Todos os dias a gente faz tudo sempre igual, se sacode às 06h da manhã e com um sorriso habitual, se põe na vida para ir lá e realizar o dia. Mas será que é só isso mesmo?! A tal rotina e suas nuances que mesclam da preguiça à falta de ânimo por fazer (quase) sempre a mesma coisa, naturalmente nos “levam” a seguir o embalo e acabar seguindo modas e tendências que, em certos momentos, sequer se encaixam nas nossas vidas.

Me peguei esses dias vendo uma amiga querendo “sair da caixinha” ao comprar um presente para o namorado. Ela, uma pessoa básica, que segue o modelo clássico de comportamento e ele, o mesmo. Resultado, duas horas e meia de vai e vem em um shopping, entrando e saindo de uma loja de roupas (ué, mas o presente não ia “sair da caixinha?!), para acabar com duas sacolas recheadas de duas camisetas “pólo” e uma bermuda azul marinho, lisa e básica!!!

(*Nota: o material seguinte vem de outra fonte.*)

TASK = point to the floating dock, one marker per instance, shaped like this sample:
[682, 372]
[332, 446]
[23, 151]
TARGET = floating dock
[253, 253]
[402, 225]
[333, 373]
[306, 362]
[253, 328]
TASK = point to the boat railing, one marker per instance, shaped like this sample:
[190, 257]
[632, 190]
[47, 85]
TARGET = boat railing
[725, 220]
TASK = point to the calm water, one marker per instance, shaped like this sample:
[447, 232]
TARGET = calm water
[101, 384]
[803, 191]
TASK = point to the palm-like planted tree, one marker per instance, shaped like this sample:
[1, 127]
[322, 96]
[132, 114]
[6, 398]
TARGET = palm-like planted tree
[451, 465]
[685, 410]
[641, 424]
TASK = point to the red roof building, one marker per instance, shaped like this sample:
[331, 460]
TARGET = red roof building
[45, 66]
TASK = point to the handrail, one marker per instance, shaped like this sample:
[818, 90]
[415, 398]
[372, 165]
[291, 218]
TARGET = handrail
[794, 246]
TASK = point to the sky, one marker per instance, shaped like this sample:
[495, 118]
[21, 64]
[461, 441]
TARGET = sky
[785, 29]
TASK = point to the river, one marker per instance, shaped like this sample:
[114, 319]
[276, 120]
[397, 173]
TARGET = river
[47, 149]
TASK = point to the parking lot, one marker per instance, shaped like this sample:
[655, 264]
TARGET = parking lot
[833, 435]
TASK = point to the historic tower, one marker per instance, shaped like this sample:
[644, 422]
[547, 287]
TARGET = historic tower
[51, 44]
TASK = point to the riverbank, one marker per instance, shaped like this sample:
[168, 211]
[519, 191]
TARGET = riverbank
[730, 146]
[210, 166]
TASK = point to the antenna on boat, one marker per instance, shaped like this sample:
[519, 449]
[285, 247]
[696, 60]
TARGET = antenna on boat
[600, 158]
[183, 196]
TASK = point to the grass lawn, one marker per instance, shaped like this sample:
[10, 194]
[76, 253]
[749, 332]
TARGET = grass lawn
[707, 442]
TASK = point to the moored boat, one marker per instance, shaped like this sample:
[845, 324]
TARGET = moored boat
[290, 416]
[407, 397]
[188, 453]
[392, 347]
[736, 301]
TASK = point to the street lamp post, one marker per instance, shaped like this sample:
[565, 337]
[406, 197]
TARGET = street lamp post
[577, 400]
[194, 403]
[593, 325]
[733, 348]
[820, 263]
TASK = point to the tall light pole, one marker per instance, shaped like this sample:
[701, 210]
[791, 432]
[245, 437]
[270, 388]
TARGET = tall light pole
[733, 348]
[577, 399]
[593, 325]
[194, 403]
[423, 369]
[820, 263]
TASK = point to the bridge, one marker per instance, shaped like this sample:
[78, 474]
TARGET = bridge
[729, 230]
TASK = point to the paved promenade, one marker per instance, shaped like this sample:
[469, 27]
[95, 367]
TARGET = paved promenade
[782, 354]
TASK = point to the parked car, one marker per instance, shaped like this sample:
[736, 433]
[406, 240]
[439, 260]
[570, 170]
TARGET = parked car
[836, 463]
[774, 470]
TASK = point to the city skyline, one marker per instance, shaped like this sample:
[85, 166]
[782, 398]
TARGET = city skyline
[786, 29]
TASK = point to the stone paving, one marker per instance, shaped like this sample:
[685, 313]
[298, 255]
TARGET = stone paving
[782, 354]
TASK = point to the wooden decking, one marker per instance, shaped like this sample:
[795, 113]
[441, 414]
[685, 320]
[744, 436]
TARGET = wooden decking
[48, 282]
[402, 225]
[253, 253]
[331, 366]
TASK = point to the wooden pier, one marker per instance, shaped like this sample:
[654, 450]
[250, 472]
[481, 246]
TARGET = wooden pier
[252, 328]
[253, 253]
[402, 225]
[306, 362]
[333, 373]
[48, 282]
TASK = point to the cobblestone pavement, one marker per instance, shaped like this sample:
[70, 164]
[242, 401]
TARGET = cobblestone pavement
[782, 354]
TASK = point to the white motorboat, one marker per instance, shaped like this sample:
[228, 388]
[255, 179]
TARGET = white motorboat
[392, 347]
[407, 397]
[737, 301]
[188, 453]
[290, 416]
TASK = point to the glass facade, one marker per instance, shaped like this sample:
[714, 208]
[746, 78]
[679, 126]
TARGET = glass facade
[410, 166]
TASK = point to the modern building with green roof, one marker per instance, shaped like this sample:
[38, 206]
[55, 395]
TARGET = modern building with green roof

A gente “quer” ser diferente, quer mudar algo na vida, fazer algo novo. É verdade, amamos o dito “real time”. Queremos estar no Instagram com o look do dia, saímos fazendo biquinho (sexy?!) no Snapchat e calculamos nossa celebridade instantânea através da quantidade de curtidas que nossas fotos recebem. Em muitas situações, sabemos mais de um acontecimento que está a quilômetros de distância de nós mesmos, mais até do que aconteceu na nossa casa neste mesmo dia, só pelo fato de que todo mundo está comentando a mesma notícia no facebook e pelos comentários que fazemos, somos experts no assunto. Em qualquer tipo de assunto, viramos especialistas sem nunca, nunca sequer, ter estado envolvidos direta ou indiretamente com esta situação.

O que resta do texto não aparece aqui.